It came down to the wire, but Merge Records has topped the charts for the first time ever. The Durham-based label will be No. 1 on the Billboard 200's Aug. 21 album-sales chart with "The Suburbs," the highly acclaimed new album by Montreal rock band Arcade Fire.
"The Suburbs" sold 156,000 copies its first week out, Merge's biggest-ever one-week sales total. The album just beat out Detroit rapper Eminem, whose "Recovery" registered sales of 152,000 to come in at No. 2.
"We definitely had all hands on deck with everybody working to get the word out the past week," Merge co-founder Mac McCaughan said. "The band had an amazing week, too, selling out two nights at Madison Square Garden. And of course, the biggest thing of all is that it's a great record."
The top of the charts is a long way from Merge's humble origins 21 years ago, when its "office" was co-founder Laura Ballance's bedroom in Chapel Hill. Merge was putting out cassette tapes and vinyl singles rather than compact discs and digital downloads back then, with sales in the hundreds rather than hundreds of thousands.
Two decades of steady growth later, Merge is a chart fixture. The label has reached Billboard's top-10 before with Arcade Fire, Texas rock band Spoon and the pop duo She & Him. Getting to No. 1 was the last remaining milestone, although not everyone is impressed.
"For me, it's sort of akin to sports -- this need to be the winner, No. 1," said Ballance. "Sure, I think it's great. But I also feel a certain distance from it. We always do everything we can to sell records and maybe we're getting better at it. Or maybe it's a sign that the record industry as a whole is not doing well."
Merge is one of the industry's few bright spots nowadays. Thanks to the digital revolution, the record business has been mired in a decade-long slump; sales are less than half of what they were at the turn of the century. Merge, however, is thriving.
Under McCaughan and Ballance's leadership, Merge has prospered by not trying to grow too much or too fast. The label's focus remains alternative rock, but with room for spaced-out country (Lambchop), atmospheric folk-rock (M. Ward) and strange experimentation (Music Tapes).
The label has 14 employees and will release 16 new full-length albums in 2010 -- a fraction of what the Interscopes and Sonys of the world put out. But Merge stays focused on working a few releases at a time, which can pay big dividends. Arcade Fire is the label's top seller, with three albums that have sold more than 1 million total copies.
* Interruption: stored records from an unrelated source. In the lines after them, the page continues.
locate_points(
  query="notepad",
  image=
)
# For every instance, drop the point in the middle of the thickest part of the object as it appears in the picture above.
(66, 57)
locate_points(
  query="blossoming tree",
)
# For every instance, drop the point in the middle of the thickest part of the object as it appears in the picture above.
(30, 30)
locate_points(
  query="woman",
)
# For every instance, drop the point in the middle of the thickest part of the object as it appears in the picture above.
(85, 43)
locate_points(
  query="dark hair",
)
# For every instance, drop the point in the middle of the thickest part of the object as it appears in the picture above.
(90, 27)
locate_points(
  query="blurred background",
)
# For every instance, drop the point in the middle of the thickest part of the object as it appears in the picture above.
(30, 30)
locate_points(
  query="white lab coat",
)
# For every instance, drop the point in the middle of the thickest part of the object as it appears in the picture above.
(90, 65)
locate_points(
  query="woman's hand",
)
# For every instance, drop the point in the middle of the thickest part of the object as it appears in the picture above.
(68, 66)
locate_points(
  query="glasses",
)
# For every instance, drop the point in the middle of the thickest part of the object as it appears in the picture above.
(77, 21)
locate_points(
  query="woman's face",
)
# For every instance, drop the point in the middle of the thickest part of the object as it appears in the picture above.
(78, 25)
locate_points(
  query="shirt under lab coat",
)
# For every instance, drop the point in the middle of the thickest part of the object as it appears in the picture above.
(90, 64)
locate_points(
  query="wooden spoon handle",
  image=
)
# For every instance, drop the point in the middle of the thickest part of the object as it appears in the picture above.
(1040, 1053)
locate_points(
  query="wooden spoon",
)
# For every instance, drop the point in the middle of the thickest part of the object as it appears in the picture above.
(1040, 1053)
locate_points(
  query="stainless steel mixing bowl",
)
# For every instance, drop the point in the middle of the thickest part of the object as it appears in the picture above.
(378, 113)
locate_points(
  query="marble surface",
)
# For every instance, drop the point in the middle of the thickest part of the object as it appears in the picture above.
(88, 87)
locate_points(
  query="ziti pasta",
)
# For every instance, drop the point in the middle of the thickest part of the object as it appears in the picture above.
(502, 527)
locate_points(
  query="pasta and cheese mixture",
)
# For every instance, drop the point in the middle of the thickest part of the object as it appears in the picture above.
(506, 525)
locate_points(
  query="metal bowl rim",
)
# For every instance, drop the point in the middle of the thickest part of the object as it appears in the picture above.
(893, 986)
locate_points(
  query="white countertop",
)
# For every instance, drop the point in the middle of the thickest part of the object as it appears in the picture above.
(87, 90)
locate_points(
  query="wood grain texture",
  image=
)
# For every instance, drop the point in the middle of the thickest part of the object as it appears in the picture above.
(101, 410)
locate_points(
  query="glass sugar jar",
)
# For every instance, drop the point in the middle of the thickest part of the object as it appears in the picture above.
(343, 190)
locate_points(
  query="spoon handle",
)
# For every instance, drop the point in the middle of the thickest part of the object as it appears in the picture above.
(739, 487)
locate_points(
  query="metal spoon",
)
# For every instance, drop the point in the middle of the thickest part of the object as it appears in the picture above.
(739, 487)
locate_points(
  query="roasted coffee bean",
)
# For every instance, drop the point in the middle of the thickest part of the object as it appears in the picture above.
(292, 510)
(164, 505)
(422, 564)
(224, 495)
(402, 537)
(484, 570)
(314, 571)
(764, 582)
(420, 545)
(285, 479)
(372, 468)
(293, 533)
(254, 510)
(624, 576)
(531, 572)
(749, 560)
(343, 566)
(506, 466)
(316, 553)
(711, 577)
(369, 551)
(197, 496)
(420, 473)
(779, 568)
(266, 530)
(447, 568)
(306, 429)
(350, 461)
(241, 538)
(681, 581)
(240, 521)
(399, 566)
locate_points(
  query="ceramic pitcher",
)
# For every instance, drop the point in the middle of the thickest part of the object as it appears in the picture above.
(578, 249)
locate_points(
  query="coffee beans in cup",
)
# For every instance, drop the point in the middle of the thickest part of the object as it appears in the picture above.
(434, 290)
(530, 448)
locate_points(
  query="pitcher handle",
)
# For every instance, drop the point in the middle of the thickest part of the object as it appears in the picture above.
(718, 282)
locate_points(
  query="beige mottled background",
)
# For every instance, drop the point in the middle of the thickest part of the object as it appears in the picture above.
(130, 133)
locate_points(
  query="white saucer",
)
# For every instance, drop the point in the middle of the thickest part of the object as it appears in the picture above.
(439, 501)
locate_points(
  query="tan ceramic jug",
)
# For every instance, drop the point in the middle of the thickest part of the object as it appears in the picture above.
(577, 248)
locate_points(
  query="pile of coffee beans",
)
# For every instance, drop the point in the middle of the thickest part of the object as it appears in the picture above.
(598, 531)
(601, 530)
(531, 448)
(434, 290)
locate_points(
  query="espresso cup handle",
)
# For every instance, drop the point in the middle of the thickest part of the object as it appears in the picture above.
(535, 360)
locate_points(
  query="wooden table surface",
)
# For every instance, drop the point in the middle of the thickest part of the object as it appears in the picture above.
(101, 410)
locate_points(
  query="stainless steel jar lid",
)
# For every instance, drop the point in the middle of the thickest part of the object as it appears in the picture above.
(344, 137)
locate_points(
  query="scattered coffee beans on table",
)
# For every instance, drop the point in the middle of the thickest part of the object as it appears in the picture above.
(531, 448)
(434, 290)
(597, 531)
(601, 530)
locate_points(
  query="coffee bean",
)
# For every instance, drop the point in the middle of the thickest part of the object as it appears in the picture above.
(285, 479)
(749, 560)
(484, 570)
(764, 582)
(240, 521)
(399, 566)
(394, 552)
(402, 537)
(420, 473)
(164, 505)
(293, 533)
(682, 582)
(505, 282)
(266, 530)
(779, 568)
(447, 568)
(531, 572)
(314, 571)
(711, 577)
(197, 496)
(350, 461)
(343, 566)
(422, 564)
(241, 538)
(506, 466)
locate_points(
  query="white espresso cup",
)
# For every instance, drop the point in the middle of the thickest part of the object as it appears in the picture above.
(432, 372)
"Merge is one of the great success stories of the modern era," said Steve Knopper, who covers the music industry for Rolling Stone magazine. "They're just much better at talent discovery and artist development than most labels. By now, they're one of the great independent labels, going all the way back to Motown, Island, Sun, Chess. And it's extraordinary that they're doing it at a time when records just don't sell like they used to."